Both humans got it right, answering: “Who is Bram Stoker?” Brad’s total score from this round plus the previous rounds was $21,600. Ken finished just a little ahead with $24,000. What about Watson? No flubs this time. The computer got the answer right and finished with a commanding total of $77,147.

It might be worth to note that if Ken had wagered all he had, he’d have ended up with a final total of $41,200, and if Watson had wagered all it had but got it wrong, its final total would’ve been $35,734—in this scenario, Ken would have won! So why didn’t Ken take the chance? Did he think the odds of Watson making such a big mistake were too slim? Indeed, Watson was very confident in its answer: It wagered the exact amount ($17,973) that, even if it had gotten the answer wrong, would keep its score ahead of Ken’s; in this case, Watson would end up with $41,201 and Ken with $41,200. A $1 dollar difference! Now that would’ve been great television.

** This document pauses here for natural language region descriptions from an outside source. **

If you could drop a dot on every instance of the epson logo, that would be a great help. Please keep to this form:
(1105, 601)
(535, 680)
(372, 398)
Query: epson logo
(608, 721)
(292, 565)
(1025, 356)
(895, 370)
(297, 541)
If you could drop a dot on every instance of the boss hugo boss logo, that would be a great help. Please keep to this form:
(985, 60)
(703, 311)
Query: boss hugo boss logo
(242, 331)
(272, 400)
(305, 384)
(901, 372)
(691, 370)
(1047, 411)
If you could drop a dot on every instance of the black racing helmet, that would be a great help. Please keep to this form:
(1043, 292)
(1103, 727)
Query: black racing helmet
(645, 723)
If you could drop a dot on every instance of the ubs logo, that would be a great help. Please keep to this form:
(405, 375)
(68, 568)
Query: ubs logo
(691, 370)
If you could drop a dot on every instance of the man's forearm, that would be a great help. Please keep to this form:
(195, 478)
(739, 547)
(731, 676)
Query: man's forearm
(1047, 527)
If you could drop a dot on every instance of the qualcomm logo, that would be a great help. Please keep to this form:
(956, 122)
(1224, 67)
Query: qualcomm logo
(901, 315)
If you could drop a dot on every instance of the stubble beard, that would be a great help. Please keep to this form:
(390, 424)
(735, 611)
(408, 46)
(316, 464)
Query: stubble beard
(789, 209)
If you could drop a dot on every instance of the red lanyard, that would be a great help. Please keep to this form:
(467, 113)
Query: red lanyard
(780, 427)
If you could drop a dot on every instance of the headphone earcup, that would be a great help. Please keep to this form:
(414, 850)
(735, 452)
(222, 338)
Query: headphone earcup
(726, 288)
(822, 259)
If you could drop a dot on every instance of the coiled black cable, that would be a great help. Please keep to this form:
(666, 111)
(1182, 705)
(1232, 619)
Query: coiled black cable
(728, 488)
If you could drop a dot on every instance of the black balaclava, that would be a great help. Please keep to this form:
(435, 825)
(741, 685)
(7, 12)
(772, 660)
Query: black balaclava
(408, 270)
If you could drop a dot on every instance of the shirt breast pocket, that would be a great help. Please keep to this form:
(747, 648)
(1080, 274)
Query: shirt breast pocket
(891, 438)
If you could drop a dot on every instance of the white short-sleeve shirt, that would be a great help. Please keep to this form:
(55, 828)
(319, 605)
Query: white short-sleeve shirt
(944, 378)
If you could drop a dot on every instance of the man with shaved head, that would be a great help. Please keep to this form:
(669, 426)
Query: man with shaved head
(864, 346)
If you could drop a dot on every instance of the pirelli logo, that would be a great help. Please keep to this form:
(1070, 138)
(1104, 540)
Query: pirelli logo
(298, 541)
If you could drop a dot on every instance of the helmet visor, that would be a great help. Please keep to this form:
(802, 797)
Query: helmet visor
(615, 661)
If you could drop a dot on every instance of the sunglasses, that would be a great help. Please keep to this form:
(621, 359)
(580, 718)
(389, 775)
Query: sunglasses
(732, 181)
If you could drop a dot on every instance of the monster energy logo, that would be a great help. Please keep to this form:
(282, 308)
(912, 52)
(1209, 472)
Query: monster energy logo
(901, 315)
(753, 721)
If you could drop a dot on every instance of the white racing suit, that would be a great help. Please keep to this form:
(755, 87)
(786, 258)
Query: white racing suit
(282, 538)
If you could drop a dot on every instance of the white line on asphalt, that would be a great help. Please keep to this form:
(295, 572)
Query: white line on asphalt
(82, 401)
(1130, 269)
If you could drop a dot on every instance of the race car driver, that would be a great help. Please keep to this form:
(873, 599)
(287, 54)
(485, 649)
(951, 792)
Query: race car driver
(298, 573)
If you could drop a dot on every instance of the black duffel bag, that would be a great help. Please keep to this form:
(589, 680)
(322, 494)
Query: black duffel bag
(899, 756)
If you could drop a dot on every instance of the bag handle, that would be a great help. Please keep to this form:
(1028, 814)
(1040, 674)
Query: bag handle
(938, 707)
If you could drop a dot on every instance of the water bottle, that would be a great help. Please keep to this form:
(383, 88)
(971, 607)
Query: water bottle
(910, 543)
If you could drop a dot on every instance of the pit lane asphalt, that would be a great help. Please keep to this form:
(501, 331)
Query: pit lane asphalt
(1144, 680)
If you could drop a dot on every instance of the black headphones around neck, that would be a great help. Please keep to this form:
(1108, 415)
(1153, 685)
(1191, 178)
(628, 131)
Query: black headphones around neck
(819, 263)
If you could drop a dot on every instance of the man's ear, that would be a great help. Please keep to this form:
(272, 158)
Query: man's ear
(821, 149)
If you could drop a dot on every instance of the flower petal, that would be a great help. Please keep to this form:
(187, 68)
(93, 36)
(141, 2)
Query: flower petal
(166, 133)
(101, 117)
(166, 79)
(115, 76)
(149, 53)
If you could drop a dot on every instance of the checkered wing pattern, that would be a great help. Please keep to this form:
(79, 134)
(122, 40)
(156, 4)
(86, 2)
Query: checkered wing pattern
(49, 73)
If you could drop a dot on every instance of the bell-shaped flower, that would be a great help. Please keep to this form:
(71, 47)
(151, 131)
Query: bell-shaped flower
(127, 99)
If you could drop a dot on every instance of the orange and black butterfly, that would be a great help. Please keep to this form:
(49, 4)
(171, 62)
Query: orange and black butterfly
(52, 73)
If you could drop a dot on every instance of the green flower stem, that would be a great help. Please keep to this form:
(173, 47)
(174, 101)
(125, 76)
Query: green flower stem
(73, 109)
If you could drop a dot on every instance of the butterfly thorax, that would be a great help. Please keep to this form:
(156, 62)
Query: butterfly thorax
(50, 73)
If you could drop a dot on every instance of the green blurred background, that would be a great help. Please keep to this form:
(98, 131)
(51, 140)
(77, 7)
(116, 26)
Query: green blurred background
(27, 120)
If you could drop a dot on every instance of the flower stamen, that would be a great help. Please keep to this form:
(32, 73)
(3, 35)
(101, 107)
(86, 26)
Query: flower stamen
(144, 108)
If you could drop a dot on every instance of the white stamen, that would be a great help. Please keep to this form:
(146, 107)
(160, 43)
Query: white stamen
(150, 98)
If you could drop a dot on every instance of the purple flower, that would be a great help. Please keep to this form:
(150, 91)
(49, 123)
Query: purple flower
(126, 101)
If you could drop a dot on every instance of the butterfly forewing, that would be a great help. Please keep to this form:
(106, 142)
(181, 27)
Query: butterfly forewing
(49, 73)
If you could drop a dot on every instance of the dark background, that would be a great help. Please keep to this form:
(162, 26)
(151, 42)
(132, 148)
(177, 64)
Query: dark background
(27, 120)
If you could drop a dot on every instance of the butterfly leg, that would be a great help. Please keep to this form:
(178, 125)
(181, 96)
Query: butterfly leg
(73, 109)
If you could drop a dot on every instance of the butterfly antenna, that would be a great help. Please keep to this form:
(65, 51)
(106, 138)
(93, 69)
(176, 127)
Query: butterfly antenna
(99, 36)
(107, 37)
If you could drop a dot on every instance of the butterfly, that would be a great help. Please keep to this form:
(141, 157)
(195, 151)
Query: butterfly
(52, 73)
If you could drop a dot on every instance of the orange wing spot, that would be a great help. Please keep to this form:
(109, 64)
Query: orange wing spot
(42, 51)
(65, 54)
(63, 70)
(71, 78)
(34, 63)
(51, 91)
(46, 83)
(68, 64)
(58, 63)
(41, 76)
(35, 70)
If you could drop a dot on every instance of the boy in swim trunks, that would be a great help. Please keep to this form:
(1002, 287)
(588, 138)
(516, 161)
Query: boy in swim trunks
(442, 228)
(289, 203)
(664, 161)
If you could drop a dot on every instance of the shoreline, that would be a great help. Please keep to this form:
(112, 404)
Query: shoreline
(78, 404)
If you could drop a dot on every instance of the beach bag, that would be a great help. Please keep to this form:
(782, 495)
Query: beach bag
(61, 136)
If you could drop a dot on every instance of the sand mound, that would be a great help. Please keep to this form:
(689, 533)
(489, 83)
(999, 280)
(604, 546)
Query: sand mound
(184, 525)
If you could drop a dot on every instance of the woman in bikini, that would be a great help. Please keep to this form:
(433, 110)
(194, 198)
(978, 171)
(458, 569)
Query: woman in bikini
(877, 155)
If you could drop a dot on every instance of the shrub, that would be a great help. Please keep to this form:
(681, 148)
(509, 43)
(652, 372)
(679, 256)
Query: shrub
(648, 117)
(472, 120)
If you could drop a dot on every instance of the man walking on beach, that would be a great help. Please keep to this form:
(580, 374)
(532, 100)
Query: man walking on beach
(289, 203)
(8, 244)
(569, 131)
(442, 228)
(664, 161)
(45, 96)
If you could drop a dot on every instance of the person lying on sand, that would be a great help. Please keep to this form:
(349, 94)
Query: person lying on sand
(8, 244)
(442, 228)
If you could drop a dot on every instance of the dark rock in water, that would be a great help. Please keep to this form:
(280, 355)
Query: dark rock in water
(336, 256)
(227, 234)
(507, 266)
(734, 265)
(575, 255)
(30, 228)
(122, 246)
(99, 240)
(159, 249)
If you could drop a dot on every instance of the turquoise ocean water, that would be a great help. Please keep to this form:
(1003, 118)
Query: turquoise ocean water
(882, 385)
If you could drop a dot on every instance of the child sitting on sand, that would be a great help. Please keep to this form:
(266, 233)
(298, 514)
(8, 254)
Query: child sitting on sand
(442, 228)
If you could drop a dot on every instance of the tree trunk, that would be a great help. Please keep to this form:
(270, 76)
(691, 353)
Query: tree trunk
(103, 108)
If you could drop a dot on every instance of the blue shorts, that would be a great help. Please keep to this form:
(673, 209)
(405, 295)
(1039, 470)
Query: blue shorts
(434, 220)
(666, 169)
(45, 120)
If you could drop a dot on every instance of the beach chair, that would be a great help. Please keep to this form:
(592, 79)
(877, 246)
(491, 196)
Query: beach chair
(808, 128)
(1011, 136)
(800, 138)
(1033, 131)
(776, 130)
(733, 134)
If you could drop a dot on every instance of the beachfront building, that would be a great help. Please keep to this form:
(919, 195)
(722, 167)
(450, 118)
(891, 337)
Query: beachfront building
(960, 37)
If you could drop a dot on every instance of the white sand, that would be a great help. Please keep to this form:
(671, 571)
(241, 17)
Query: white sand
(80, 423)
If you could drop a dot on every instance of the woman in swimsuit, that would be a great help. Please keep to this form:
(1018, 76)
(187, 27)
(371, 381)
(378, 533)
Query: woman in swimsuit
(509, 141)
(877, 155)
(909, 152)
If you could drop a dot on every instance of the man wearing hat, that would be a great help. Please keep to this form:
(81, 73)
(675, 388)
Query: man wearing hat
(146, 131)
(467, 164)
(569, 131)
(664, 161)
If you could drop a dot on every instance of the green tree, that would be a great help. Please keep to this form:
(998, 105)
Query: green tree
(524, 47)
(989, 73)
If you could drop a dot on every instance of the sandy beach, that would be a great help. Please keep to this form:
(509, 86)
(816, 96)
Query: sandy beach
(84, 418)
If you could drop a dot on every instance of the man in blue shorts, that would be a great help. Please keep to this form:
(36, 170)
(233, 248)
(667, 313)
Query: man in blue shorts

By winning the challenge, Watson not only helps IBM advance its master plan of making humanity obsolete but it also earns the company the $1 million top prize. The money, though, will go to charity. Sorry, Watson, no CPU upgrade for you!

So what does Watson’s victory mean for the future of AI? Will it help advance the field or is it just a publicity stunt that will benefit IBM’s image but have limited practical applications, much like the Deep Blue vs. Kasparov matches?

IBM insists that Watson “changes the paradigm in which we work with computers” and will “transform many industries.” As examples, they say Watson could help clinicians trying to diagnose a hard case, or lawyers sifting through mountains of evidence material, or governments and companies managing natural resources like water.

From a more fundamental point of view, Watson is part of a shift in AI that has put emphasis on systems that are not programmed to solve problems but rather programmed to learn how to solve problems. Peter Norvig, Google’s director of research, recently wrote about the promises of this new direction in AI:

This approach of relying on examples — on massive amounts of data — rather than on cleverly composed rules, is a pervasive theme in modern A.I. work. It has been applied to closely related problems like speech recognition and to very different problems like robot navigation. IBM’s Watson system also relies on massive amounts of data, spread over hundreds of computers, as well as a sophisticated mechanism for combining evidence from multiple sources.

The current decade is a very exciting time for A.I. development because the economics of computer hardware has just recently made it possible to address many problems that would have been prohibitively expensive in the past. In addition, the development of wireless and cellular data networks means that these exciting new applications are no longer locked up in research labs, they are more likely to be available to everyone as services on the web.

So maybe in a few years we’ll all be carrying a Watson app on our smartphones. It will destroy us on a “Jeopardy!” game, but help us mine data, connect dots, and solve some of our hardest problems. Do you agree? What do you think Watson means for the future of computers—and humanity?